이전 내용
https://swlock.blogspot.com/2020/01/doc2vec.html학습 방법
이번에 논의할 주제는 학습 방법에 대한 내용입니다.doc2vec예제를 많이 찾다보면 가장 일반적인 예제가 아래와 같은 예제입니다.
기존에 사용한 예제
model = Doc2Vec(size=vec_size, alpha=alpha, min_alpha=0.00025, min_count=1, dm =1) model.build_vocab(tagged_data) for epoch in range(max_epochs): print('iteration {0}'.format(epoch)) model.train(tagged_data, total_examples=model.corpus_count, epochs=model.iter) # decrease the learning rate model.alpha -= 0.0002 # fix the learning rate, no decay model.min_alpha = model.alpha
따라서 이번에는 기존에 사용한 학습을 변경해서 한번에 학습 하는 형태로 변경해보고, 두개의 효율을 비교해 보겠습니다.

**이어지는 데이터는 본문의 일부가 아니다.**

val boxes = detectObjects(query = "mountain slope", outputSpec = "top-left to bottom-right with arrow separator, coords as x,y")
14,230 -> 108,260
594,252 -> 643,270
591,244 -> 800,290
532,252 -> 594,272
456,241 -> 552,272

위 코드는 아래와 같이 epochs=max_epochs 라고 만 추가로 넣어주면 됩니다.
변경된 코드
model = Doc2Vec(tagged_data,size=vec_size, alpha=alpha, min_alpha=0.00025, min_count=1, dm =1,epochs=max_epochs)
그럼 효율은 어떨까요?
테스트 해본결과 처음 코드 보다 결과도 좋고 속도도 더 빠릅니다.
이유를 고민해봤는데 처음 코드에 train시 epochs=model.iter 이 부분은 실제 출력해보면 model.iter는 5가 들어있습니다. 즉 100회 train을 했을때 100*5 회 train이 됩니다. 많은 예제들이 왜 이렇게 되어있는지는 모르겠지만, 나중에 train을 하는 방식이 아니라면 처음부터 epochs에 값을 넣어서 train하는것을 추천 합니다.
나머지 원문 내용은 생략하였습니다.